Friday 21 March 2003

Pat Cadigan: Tea From an Empty Cup (1998)

Edition: Voyager, 1998
Review number: 1148

Tea From an Empty Cup takes advantage of the establishment of the cyberpunk subgenre to concentrate on one aspect found in many of its stories, leaving most of the standard ideas lightly sketched in. It is a novel about the way that people might interface with computers in the future, and is in fact almost entirely concerned with virtual reality multi-player games.

When police officer Valentin is called to an artificial reality (AR) arcade to investigate a murder, she doesn't expect to become involved in murky dealings connected with some of the most popular online scenarios (things like "post apocalypse New York"). She enters the particular scenario being accessed by the victim when he died, even though deaths due to being killed in AR are mainly an urban myth (and suggestion in his mind didn't cut his throat), as does Yuki, who is (independently) looking for her missing lover. Both these characters are AR novices, showing the contempt for it that non-gamers already tend to feel for those obsessed with computer games.

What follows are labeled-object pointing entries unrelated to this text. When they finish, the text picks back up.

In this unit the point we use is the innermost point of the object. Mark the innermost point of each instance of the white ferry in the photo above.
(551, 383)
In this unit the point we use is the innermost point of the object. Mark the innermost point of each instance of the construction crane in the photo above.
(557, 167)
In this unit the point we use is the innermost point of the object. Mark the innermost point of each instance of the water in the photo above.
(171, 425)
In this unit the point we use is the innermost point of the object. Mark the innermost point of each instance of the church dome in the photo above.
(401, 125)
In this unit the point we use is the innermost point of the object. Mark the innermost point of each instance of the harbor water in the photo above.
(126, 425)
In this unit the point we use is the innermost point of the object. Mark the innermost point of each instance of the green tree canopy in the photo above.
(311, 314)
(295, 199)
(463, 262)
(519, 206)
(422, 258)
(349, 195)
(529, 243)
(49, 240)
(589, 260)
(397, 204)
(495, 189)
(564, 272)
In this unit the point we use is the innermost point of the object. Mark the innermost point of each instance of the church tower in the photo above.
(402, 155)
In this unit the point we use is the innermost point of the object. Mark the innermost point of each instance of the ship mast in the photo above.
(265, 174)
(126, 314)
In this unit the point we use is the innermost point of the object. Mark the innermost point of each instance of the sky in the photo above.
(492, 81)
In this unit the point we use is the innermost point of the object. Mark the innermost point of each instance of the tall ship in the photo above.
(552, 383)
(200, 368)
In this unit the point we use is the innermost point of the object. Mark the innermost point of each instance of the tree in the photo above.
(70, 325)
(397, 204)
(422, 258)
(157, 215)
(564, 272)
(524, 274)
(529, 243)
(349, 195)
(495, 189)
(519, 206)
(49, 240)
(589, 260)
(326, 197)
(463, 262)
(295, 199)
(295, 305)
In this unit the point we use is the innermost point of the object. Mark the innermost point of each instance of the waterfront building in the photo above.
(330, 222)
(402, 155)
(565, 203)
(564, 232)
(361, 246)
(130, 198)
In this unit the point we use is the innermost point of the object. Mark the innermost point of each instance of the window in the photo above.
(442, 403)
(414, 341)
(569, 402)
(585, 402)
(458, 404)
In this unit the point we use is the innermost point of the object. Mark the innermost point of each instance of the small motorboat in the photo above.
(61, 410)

The purpose of these two characters is rather too clearly to allow Cadigan to describe her ideas about AR. Two novice users is overkill, and this combines with the fairly unimaginative ideas about how things might develop from today's technology to make the novel sometimes feel like a journalist's article about the MUDs, MOOs and the like. It is a severe problem with Cadigan's writing here that Tea From an Empty Cup frequently reads as though it is a poor copy of one of these articles. I have rarely read a science fiction novel whose extrapolation of future trends is so unimaginative.

Most cyberpunk novels take a selection of ideas from the genre and put them together, a technique which can provide depth to the story. But the concentration of Tea From an Empty Cup on just one means that it seems shallow compared with the religious ideas in Gibson's Mona Lisa Overdrive or the cultural satire of Stephenson's Snow Crash. The shallowness in Cadigan's writing is exposed even in the subject she concentrates on by the fact that it seems dated already in comparison with Neuromancer, a novel written the best part of two decades earlier.

William Gibson may think that Cadigan is "a major talent" (as quoted on the cover, this is what persuaded me to try the novel, along with the interest of the idea of a criminal investigation pursued jointly in AR and reality). If Gibson is right, little evidence for it comes across in this novel.